En público, Trump aseveró que no quiere comentar sobre ello: “No quiero comentar sobre su consumo de drogas. No sé… no sé cuál es su situación”, declaró a bordo del Air Force One.
Aseguró que no ha dedicado tiempo a pensar en Musk: “No estaba ni pensando en Elon…” y anunció que no planea hablar con él “por un tiempo”.
Contexto del choque
La disputa pública se originó cuando Musk criticó el proyecto de ley fiscal de Trump y acusó públicamente al exmandatario de estar involucrado en los archivos de Jeffrey Epstein, criticando además el supuesto despilfarro en Washington.

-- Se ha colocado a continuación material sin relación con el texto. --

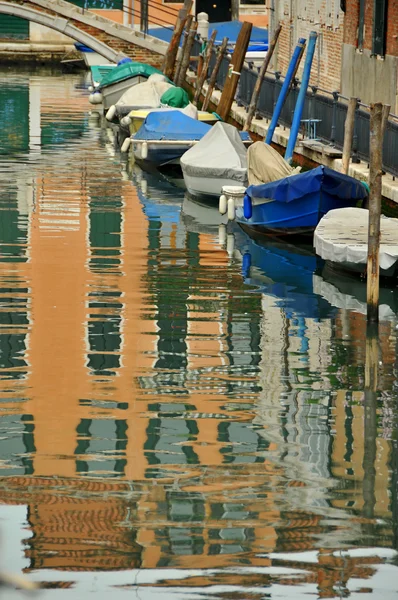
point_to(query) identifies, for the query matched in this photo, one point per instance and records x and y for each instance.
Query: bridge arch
(61, 25)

Por su parte, Trump respondió con fuerza sobre las redes, aludiendo a la estabilidad mental de Musk y amenazando con revisar contratos federales a empresas del magnate.
Revelaciones sobre el consumo
Un artículo del New York Times reveló que Musk habría intensificado su uso de ketamina, éxtasis, Adderall y hongos alucinógenos durante la campaña de 2024, lo que suscitó inquietudes sobre su comportamiento errático y efectos en su salud. Médicos señalan que el uso prolongado de ketamina puede causar problemas serios, incluida irritación en la vejiga .
Impactos políticos y mediáticos
Trump parece utilizar la narrativa del consumo de drogas para deslegitimar las críticas de Musk y ganar ventaja política.
La disputa tuvo un costo económico: las acciones de Tesla cayeron más del 14 % inmediatamente después del enfrentamiento.
El conflicto abre interrogantes sobre el futuro de contratos estratégicos entre el gobierno de EE. UU. y compañías como SpaceX y Tesla
¿Y ahora qué sigue?
Trump podría avanzar en una revisión de los contratos federales otorgados a empresas de Musk, evaluando su continuidad y relación con intereses públicos .
Musk, por su parte, podría fortalecerse como figura independiente, ampliando su influencia en sectores políticos alternativos, lo que intensifica la disputa .
Este episodio añade una nueva capa a la compleja y volátil relación entre ambos hombres, mezclando interrogantes sobre la salud, la credibilidad y el poder en el centro del escenario político y mediático de Estados Unidos.